Mental Model
Connecting isolated components into a resilient, scalable, and observable distributed web.
JSON Web Tokens (JWTs) are the standard for stateless authentication. Because they are self-contained and cryptographically signed, any microservice can validate them locally without hitting a central database. However, this creates a critical security loophole: how do we revoke a compromised token before its expiration? If we query a database for every request, our architecture is no longer stateless. Solving this requires a hybrid, space-efficient gating architecture combining Bloom Filters at the API Gateway with a distributed Redis Cluster.
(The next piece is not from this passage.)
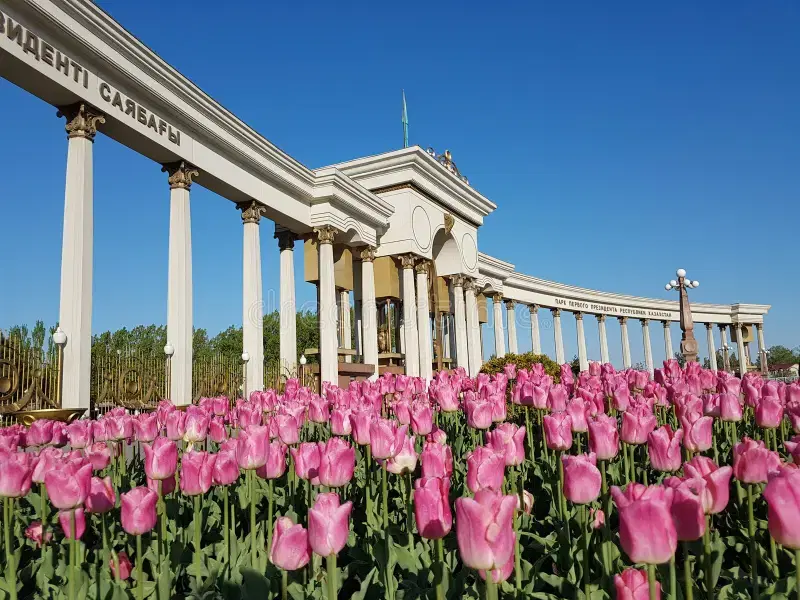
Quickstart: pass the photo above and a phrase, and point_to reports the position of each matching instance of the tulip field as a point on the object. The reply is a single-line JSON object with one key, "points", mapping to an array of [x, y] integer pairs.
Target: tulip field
{"points": [[606, 484]]}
1. Functional & Non-Functional Requirements
To design a high-throughput token revocation system, we define these operational requirements:
Capacity Estimations (Sizing for 1 Million Revoked Tokens)
- The DB Bottleneck: Checking a database for 100,000 requests per second (RPS) would saturate database connection pools.
- Bloom Filter Sizing: We wish to store 1,000,000 revoked token signatures (JTI - JWT ID) in a local in-memory Bloom Filter with a false positive rate ($p$) of exactly 0.1% (0.001). The required bit array size ($m$) is calculated as: $$m = -\frac{n \ln(p)}{(\ln(2))^2} = -\frac{1,000,000 \times \ln(0.001)}{0.48045} \approx 14,377,587 \text{ bits} \approx 1.7\text{MB}$$
- Hash Functions: The optimal number of hash functions ($k$) is: $$k = \frac{m}{n} \ln(2) = 14.37 \times 0.693 \approx 10 \text{ hash functions}$$ Storing 1,000,000 revoked tokens takes only 1.7MB of RAM inside the API Gateway, with a P99 lookup latency of under 50 microseconds.
Non-Functional Requirements
- Lookup Latency SLA: Lookup times must remain under 100 microseconds for valid tokens.
- Instant Revocation propagation: A token revoked in Region A must be gated at all regional API Gateways within 2 seconds.
- Zero False Negatives: A revoked token must never be incorrectly classified as "valid" (Bloom filters guarantee zero false negatives).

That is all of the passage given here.